The finds surprise me. I think of myself as a pretty observant person, and all these experiences are everyday, almost mundane. Sure, the fish school was unique, but I walk by the same spot at least once a week. I’m certain it was not the first feeding frenzy I’ve ever passed.
Something is afoot
My wide-open agenda has to be part of it. Spring is usually a frenetic season. I’m trying to squeeze in ski days before the mountain closes, get out for the first mountain bike rides, rush off for a spring-break vacation, catch a surf session, and enjoy beers and barbecues with friends.
With my self-imposed agenda forcibly shortened, I’m experiencing the staycation I always thought sounded nice, but never had time for. With nowhere to rush to and nothing to rush for, I have time and space to ignore the future and forget the past.
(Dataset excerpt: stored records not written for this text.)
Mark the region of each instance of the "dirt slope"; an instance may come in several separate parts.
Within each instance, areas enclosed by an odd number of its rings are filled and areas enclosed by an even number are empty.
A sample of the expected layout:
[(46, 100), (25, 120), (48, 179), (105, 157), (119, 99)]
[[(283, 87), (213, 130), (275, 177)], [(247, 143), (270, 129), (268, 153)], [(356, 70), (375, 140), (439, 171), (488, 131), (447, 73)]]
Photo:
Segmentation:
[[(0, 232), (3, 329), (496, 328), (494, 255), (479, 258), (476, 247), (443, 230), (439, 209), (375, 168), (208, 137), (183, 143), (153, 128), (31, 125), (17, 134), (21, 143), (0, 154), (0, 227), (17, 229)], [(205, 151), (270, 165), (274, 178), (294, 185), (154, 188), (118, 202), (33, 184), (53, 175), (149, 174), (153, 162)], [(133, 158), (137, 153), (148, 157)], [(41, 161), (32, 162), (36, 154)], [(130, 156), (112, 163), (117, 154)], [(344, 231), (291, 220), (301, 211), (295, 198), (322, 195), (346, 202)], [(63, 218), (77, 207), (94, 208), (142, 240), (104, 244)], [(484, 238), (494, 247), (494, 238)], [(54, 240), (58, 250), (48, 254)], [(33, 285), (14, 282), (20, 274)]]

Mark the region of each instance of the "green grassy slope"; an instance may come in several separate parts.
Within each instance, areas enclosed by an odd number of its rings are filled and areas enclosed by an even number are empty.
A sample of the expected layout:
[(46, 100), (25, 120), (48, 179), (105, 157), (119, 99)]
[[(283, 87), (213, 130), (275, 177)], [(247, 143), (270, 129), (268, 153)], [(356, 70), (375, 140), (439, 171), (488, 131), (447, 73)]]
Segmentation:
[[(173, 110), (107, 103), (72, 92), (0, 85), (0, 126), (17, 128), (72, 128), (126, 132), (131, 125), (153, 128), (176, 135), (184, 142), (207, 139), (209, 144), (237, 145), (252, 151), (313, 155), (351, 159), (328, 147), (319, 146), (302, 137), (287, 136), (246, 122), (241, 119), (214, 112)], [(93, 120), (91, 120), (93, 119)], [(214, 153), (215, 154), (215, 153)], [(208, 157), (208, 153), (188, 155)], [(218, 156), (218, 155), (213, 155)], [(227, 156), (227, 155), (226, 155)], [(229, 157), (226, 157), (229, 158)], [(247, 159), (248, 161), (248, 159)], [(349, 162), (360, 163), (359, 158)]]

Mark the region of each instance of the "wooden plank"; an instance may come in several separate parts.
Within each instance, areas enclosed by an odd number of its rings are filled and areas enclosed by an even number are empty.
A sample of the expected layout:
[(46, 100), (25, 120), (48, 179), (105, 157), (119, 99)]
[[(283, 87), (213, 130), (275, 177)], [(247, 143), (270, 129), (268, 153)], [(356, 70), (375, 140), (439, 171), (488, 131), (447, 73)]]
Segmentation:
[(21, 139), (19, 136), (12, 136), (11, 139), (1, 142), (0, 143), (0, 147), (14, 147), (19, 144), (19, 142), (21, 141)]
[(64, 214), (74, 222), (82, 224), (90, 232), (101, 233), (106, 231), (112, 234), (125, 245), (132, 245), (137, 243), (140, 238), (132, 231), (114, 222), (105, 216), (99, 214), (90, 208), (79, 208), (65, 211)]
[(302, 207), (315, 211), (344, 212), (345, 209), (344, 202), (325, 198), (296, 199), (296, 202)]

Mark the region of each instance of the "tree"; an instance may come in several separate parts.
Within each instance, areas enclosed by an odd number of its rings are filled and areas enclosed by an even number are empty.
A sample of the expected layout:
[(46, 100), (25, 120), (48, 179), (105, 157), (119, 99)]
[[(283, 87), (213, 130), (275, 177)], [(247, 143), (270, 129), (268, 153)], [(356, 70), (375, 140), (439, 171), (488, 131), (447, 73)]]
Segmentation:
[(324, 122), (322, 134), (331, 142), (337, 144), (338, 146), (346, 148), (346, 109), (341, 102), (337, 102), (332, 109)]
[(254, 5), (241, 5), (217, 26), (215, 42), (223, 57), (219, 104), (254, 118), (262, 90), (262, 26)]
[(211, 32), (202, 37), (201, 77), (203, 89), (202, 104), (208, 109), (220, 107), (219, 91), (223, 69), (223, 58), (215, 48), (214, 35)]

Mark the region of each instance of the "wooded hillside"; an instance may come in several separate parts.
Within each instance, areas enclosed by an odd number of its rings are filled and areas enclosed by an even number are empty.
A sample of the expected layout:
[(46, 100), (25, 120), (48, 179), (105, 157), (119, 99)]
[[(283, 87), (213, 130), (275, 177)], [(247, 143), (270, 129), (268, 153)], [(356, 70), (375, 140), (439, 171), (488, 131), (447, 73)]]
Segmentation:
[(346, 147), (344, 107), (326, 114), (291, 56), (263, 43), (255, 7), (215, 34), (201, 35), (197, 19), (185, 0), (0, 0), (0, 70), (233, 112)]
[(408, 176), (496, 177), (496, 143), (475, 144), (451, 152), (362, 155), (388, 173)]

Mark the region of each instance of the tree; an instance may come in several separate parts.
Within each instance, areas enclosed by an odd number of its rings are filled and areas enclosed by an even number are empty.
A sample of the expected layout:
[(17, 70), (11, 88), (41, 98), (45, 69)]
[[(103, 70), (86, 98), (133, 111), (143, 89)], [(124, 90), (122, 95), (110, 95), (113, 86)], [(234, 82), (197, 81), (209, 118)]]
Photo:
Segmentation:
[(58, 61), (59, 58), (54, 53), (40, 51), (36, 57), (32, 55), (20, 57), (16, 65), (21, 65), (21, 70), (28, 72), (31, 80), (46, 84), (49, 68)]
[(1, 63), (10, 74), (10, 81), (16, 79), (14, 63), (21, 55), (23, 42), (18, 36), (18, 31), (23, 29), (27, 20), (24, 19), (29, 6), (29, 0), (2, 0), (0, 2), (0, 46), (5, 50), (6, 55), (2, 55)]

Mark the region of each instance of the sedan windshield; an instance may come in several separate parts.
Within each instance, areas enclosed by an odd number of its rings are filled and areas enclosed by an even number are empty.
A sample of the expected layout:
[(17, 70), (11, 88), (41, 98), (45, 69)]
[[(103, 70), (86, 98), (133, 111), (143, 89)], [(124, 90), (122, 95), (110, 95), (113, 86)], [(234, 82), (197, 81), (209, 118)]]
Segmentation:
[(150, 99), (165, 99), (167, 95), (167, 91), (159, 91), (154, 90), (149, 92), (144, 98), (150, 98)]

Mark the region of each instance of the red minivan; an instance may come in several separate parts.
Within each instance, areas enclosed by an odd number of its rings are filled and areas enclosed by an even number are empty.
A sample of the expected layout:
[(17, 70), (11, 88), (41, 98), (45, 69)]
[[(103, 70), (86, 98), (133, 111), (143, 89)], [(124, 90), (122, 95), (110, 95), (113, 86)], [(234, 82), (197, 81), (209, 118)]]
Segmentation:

I’m present. I flip another page in my book, cheer the banana slug’s progress, fix the loose fence board instead of putting it off…again. My garden’s never been bigger or better weeded. I’d be relaxed, if it weren’t for the low-grade anxiety of wondering if that sniffle could be it.
Afternoon dog walks are my salve. There’s plenty of evidence showing the mental and physical benefits of getting outside, especially in nature. The Greek practitioner and thinker Hippocrates called walking “man’s best medicine,” and modern doctors prescribe outdoor time to treat everything from anxiety to obesity.
Now, weeks into the lockdown, I’ve walked a rut into the quiver of trails close to my house. Normally, repetition creates blinders, like how I can drive to my daughter’s school and not remember any of it. But that’s not happening. Instead, the same fear-fuelled vigilance that helps me pinpoint a shopper’s cough to mid-way down aisle four sharpens my impressions of the sun on my back and the tap-tap of a woodpecker.
So the sudden appearance of the trail shouldn’t surprise me. Of course, I follow it along an old road to the edge of a steep hill leading down to the Trent River and then along the cliff side through a stand of impressive Douglas firs. Even bigger trees rise from the river flats far below, their swaying tops at eye level. A few hundred metres in, the path ends at a viewpoint: the river twisting and turning out of sight, the snow-covered Beaufort Mountains as a backdrop.
I take a deep breath and suck it all in, thanking everyone responsible for preserving this slice of nature and all the others in the area. This and a dozen other reasons are why I’ve called the Comox Valley home for almost 20 years. Right now, I appreciate living here more than ever before.